Do I cry? Yes, I cry for my sin. I cry for my husbands sin. I cry for kids hurt and pain. I cry b/c my kids cry. I cry because of world hunger. I cry because this fallen world. I cry because I give into my flesh.

But NOW I cry for my thankfulness. I cry because of my joy. I cry because of overwhelming love in my heart. I cry b/c my father loves me. I cry. i cry. i cry.

OK so there it is.

my long answer for

"do you ever cry"?

answer: "YES"!

............

7 comments:

Erin S said...
This comment has been removed by the author.
Emily said...

I know you don't want to hear this... BUT I am going to tell you anyway! You are an inspiration, Andi. An important lesson to learn for guarding The Word in our hearts so we can use it for strength during trials. I can't say that I would have nearly as much ammunition to fight my flesh as you do. I am sure your strength and Biblical perspective will be able to bless somebody else in your shoes later down the road... and maybe then will you be able to see part of God's grand plan for you. love you. thank you for sharing your heart. I was blessed. xoxo, Em'

Cara Huizinga said...

Andrea, what a blessing you are in so many ways, I didn't know you very well in high school, but I can truly say I have an incredible priviledge of watching from a distance you serve Jesus...in all these ways.
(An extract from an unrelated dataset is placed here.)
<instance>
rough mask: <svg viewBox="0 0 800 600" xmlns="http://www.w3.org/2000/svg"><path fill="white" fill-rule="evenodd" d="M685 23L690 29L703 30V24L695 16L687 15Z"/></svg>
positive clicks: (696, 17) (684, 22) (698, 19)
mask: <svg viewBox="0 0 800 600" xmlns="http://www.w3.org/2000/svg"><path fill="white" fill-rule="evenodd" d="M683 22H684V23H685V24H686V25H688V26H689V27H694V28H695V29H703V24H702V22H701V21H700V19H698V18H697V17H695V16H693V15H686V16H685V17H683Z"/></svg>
You are truly a blessing through your honesty and vulnerability and rawness...thanks for allowing us the priviledge of seeing you walk with Jesus...

Cara Huizinga said...

Andrea, what a blessing you are in so many ways, I didn't know you very well in high school, but I can truly say I have an incredible priviledge of watching from a distance you serve Jesus...in all these ways. You are truly a blessing through your honesty and vulnerability and rawness...thanks for allowing us the priviledge of seeing you walk with Jesus...

Andrea said...

Em, you are right! Don't want to hear it...lol... thank you. I know my flesh will be tempted to take credit and believe me, I'm stripped and have NOTHING left, it's only God working through me... and Cara, you are making me cry all over again! Thank you for your sweet words.... writing is hard for me, I'm not used to uncovering the layers to get to that "raw" stage. It HURTS - a lot!

Joyful said...

We,ve been praying for you and will continue to do so. It is evident that God has brought you close to him through this terrible tragedy. Through Christ ALL things are possible! Praying for restoration. We lve you all the way from Lynchburg! Xoxo

Andrea said...

I love you Joy!!! Thank you so much for posting.... Tell your hubs hello for me. I truly love keeping up with you and your beautiful kids on FB!!!